Same goes for McCarthy's narration and prose style. It's very clipped, without the quotation marks and parentheses. It works miraculously well, even though it's very elliptical at times. (There's one scene in which I think I caught McCarthy for using unnecessary words and commenting what the person in the scene was doing as an omniscient narrator.) This is what "hardboiled" was invented to mean.
Yet, McCarthy is one the of the US Nobel prize candidates. He writes dirty, mean and lean books about criminals and what havoc they bring on the world. Why doesn't Elmore Leonard can't be the candidate for the Nobel as well?
I'm not saying that there are no hidden depths in Leonard's books, but in McCarthy there sure are. I remember talking with my dad about the Coens' film and he said he couldn't find anything to say about it, even though he thought the film was very well made. It's very easy to say that the film - and the book - are about the disappearing world in which people still respected each other. This is brought out by the sheriff's monologues throughout the book and the film. It's also easy to believe this is the view McCarthy himself has. But I don't believe this is correct. McCarthy asks us to look into our easy nostalgia and ask ourselves if things really were better in the past. There are not many hints into this theme, but - as a liberal European, of course - one of those things was that the sheriff talks against abortion. He thinks it's degrading, but to my mind it's a sign of useless clinging to the past.

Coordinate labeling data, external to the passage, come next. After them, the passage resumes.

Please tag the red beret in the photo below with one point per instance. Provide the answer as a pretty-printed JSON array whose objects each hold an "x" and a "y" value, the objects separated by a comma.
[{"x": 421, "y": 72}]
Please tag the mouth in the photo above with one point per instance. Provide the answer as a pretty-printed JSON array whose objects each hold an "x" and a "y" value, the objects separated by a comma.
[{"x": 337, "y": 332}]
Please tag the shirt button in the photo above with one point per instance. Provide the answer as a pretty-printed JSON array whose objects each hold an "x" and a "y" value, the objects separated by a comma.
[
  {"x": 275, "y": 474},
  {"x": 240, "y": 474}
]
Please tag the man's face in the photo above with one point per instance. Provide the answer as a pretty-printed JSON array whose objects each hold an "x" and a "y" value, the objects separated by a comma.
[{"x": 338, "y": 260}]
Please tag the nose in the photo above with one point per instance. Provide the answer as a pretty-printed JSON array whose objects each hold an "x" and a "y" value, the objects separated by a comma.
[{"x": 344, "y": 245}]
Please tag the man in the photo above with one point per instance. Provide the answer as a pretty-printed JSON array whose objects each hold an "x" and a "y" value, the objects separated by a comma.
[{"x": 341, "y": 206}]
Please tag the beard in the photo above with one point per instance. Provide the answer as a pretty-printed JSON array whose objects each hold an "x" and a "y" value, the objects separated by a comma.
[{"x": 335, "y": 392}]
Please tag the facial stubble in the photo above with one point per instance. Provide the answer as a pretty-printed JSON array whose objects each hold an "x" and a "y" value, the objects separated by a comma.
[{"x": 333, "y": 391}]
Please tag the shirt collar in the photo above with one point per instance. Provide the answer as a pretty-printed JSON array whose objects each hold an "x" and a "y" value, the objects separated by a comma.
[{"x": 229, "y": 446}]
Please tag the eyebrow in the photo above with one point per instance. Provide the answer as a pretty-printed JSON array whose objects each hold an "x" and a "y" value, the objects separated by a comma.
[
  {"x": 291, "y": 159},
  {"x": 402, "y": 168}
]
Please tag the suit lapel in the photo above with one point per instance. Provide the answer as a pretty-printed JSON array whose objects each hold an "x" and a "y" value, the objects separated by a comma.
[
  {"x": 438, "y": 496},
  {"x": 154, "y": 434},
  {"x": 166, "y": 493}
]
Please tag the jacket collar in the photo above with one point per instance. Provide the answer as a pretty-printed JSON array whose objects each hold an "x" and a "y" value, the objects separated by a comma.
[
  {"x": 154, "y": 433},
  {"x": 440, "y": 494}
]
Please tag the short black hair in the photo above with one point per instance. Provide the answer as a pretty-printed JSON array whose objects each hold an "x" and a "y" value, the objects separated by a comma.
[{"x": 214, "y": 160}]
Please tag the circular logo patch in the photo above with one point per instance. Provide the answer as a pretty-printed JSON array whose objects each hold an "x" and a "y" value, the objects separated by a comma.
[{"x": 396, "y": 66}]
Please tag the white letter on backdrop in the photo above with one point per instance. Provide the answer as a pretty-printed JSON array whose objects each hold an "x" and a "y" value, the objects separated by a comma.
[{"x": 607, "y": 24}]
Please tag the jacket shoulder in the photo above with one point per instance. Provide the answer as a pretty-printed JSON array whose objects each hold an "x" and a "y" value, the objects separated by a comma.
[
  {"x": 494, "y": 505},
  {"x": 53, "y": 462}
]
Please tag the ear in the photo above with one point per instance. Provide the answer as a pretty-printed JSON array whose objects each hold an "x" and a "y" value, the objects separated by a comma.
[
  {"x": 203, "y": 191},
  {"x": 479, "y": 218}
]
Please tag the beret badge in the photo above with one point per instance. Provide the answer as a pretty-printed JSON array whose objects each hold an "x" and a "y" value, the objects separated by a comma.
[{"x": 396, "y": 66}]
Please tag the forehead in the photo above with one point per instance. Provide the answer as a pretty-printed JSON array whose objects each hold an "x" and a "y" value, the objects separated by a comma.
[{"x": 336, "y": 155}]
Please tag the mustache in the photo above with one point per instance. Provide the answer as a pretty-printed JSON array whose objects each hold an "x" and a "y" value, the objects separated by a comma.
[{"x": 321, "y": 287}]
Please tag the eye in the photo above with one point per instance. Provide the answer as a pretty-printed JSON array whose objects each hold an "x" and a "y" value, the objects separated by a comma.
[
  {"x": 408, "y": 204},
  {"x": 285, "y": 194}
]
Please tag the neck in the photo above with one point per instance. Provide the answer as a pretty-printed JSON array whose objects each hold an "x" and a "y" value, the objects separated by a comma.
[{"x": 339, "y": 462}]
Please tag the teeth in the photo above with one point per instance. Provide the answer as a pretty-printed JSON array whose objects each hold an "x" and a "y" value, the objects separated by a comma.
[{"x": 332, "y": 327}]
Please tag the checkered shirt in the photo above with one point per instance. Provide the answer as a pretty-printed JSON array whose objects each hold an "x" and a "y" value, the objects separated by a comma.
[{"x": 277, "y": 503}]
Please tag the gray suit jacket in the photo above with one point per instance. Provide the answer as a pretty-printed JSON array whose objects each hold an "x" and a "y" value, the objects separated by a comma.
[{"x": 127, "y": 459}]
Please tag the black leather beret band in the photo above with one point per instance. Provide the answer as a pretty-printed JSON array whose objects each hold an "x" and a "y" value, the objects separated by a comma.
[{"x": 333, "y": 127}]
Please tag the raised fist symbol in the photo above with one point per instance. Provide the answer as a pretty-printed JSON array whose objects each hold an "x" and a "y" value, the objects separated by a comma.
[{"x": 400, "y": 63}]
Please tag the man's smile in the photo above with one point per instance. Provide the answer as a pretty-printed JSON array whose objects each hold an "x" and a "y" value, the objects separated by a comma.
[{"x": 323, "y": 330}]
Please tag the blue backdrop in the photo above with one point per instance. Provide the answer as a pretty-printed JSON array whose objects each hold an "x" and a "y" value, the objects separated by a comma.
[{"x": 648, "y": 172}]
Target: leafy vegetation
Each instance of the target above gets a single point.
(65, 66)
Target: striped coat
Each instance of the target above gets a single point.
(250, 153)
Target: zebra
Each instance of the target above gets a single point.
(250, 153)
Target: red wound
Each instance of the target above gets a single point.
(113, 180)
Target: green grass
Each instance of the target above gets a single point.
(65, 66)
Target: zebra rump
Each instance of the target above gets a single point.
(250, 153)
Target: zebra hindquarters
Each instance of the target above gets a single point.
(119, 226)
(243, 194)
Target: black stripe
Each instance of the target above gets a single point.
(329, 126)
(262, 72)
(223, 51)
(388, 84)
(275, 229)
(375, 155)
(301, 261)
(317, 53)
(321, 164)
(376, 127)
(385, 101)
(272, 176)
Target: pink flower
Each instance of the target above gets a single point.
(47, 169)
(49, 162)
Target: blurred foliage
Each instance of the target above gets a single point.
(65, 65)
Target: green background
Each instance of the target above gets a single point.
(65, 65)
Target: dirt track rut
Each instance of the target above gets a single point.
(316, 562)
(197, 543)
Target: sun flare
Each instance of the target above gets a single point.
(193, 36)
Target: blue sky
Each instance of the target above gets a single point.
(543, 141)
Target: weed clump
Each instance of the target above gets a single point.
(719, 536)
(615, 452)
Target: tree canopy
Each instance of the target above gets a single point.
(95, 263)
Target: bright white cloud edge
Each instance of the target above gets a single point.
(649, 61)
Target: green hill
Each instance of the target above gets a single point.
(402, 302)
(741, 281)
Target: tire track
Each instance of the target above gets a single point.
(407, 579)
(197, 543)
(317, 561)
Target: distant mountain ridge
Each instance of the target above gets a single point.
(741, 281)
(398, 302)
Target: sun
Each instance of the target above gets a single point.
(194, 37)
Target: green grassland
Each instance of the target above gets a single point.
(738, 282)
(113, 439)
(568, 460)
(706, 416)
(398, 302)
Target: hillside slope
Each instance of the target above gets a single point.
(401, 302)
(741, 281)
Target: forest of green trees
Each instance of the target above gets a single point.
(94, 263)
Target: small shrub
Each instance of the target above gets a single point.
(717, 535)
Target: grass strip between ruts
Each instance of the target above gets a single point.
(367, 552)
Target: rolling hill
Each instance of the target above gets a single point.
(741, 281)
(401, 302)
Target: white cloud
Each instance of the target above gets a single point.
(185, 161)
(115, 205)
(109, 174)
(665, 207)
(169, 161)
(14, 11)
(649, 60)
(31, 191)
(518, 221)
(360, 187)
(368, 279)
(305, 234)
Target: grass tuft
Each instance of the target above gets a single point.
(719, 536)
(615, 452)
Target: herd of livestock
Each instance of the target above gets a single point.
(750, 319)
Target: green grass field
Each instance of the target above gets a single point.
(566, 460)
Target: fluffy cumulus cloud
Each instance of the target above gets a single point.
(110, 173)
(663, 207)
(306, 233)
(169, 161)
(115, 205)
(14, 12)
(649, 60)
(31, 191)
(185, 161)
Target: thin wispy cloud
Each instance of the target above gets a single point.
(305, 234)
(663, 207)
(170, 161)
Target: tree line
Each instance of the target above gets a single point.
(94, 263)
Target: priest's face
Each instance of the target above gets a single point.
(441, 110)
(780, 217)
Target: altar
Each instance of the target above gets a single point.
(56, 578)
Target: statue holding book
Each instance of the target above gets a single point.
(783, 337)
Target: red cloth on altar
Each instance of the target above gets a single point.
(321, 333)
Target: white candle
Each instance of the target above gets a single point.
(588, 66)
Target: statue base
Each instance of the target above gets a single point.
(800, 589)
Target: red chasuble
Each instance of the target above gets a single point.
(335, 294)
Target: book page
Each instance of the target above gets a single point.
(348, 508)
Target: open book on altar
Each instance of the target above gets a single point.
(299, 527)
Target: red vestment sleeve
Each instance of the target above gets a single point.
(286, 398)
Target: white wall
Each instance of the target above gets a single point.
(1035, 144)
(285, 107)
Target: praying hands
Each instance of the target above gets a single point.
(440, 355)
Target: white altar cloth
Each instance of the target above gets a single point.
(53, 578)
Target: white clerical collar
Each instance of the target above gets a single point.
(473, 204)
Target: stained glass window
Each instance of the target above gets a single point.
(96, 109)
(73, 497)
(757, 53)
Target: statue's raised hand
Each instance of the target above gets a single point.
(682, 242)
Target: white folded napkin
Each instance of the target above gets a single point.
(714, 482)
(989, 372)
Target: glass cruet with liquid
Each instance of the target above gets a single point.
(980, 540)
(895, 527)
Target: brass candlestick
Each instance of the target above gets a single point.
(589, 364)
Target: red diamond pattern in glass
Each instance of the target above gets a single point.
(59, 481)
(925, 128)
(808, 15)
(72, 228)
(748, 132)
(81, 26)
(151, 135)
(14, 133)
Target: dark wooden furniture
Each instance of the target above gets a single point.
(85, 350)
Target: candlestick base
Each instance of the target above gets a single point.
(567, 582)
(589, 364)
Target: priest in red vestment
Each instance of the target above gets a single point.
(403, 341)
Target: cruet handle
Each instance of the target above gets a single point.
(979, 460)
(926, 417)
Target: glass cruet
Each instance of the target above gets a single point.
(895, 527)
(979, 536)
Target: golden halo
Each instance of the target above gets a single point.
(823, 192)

You might want to compare what the sheriff is saying to the charismatic killer's speeches he keeps just before he kills his victims. He's eloquent and says beautiful things about how people waste their life. In fact he's not saying anything. It's just bubbles, something a salesman or a consult might say to a customer he's never met before. He lures us to think he's got something meaningful to say. The killer is just one of those self-help demagogues that fill the bookshops with an endless row of books about - nothing. In this way, he's a prophet of the coming times and as such even scarier than he is as a killer. (Even though Chigurh is one of the scariest motherfuckers in the pages of any book.)
In the end of the book, the sheriff sees a dream about his father, himself also a sheriff. In the dream, the father rides on a horse to shine a light to a distant darkness. It's not easy to see what McCarthy has in mind in this scene, but it probably has to do with this notion: whatever we do, we must not lose hope. Someone has to cast a light in the darkness that's also called life. It's just that we have to put our hope also in the hands of those whose values we don't share. The life is scary and we can't do anything about that.
PS. It's said that the Coens' film is very faithful to the book. Yet I couldn't find the scene from the film in which Josh Brolin shoots a dog chasing him in the book. Can anyone confirm it's not in the book?
PPS. I'm posting this on Friday, but this is not a part of the Friday's Forgotten Book series, hosted this week on this blog.